Cha Ching is best for group dinners, casual celebrations, Flinders Lane lunches, cocktails, yum cha-style meals, and diners who want an Asian fusion restaurant with bright city energy. It adds a playful and generous CBD option to this guide.
Address: 348 Flinders Lane, Melbourne 3000

Taxi Kitchen
Taxi Kitchen brings modern Australian and Asian flavours together at Federation Square, with city views and a location that makes it useful for visitors, theatre nights, gallery trips, and dinners around the Yarra. Set on Level 1 of Transport Hotel, it offers one of the more scenic Asian fusion dining experiences in central Melbourne.

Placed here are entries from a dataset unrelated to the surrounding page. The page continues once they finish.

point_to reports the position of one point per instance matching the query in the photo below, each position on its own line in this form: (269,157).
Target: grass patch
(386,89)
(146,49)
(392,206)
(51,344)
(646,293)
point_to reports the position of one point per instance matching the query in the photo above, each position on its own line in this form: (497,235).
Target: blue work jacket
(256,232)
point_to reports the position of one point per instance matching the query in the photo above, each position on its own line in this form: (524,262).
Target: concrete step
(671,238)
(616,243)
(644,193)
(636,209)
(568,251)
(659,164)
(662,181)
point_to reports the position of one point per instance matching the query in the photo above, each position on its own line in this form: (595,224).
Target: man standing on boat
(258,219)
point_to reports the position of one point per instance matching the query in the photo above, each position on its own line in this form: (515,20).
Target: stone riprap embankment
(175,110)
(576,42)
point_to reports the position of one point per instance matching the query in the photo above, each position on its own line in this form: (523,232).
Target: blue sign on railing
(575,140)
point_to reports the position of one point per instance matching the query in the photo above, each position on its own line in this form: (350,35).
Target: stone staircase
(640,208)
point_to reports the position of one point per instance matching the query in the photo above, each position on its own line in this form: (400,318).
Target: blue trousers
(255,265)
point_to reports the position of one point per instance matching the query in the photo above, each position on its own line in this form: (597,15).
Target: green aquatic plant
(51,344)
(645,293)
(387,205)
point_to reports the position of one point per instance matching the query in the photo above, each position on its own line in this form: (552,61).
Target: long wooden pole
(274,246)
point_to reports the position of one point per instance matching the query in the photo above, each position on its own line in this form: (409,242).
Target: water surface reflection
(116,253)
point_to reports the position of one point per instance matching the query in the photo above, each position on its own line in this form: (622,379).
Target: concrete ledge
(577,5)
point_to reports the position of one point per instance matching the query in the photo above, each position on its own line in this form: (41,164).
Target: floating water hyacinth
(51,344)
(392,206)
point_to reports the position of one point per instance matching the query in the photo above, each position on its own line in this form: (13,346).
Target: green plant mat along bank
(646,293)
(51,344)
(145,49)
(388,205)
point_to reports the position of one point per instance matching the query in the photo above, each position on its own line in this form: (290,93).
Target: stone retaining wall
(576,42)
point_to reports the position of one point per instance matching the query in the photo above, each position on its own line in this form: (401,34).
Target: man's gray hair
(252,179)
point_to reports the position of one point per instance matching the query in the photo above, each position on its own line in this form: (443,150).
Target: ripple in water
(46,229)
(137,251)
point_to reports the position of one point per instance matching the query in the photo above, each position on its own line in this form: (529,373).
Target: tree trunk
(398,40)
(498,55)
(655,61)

The menu blends Australian produce with Asian influence, creating a restaurant experience that feels more polished than a casual laneway spot but more relaxed than formal fine dining. Share plates, seafood, vegetables, meat dishes, sauces, spice, and seasonal ingredients all fit the restaurant’s style. The views and central location make the meal feel connected to the city itself.

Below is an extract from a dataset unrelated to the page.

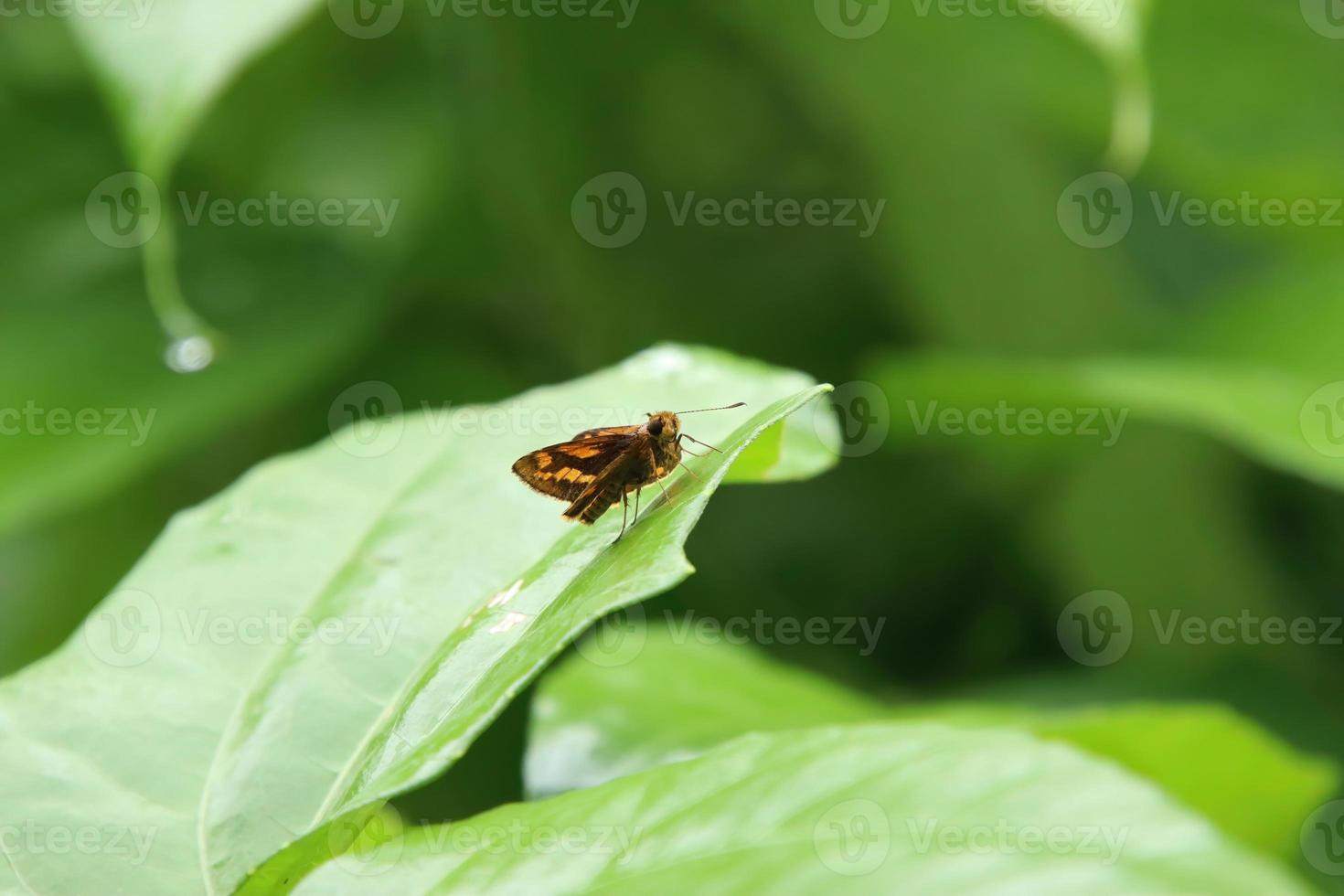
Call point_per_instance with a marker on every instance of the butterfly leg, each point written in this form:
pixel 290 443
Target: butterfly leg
pixel 625 512
pixel 664 491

Taxi Kitchen is best for visitors, date nights, pre-theatre meals, Federation Square dining, and anyone who wants Asian-influenced food with a Melbourne view. It rounds out this guide by adding a modern Australian x Asian restaurant with a strong sense of place.
Address: Level 1, Transport Hotel, Federation Square, Melbourne 3000
Final thoughts
The best Asian fusion restaurants in Melbourne show how broad and exciting the category can be. Hochi Mama and Straight Outta Saigon bring Vietnamese-inspired energy to the CBD, while Lucy Liu and Kiss and Tell offer stylish laneway and upstairs dining rooms with broader Southeast Asian influence. Miss Pearl adds a Southbank theatre precinct option, Cha Ching brings playful Flinders Lane dining and cocktails, and Taxi Kitchen combines modern Australian produce with Asian flavours and Federation Square views.
Together, these restaurants show why Asian fusion works so well in Melbourne. The category can be casual or polished, loud or intimate, cocktail-driven or food-focused, Vietnamese-inspired or broadly pan-Asian. Whether you want a banquet dinner, a pre-theatre meal, a hidden laneway restaurant, a lively group night, or a modern Australian x Asian meal with city views, Melbourne has an Asian fusion restaurant for the occasion.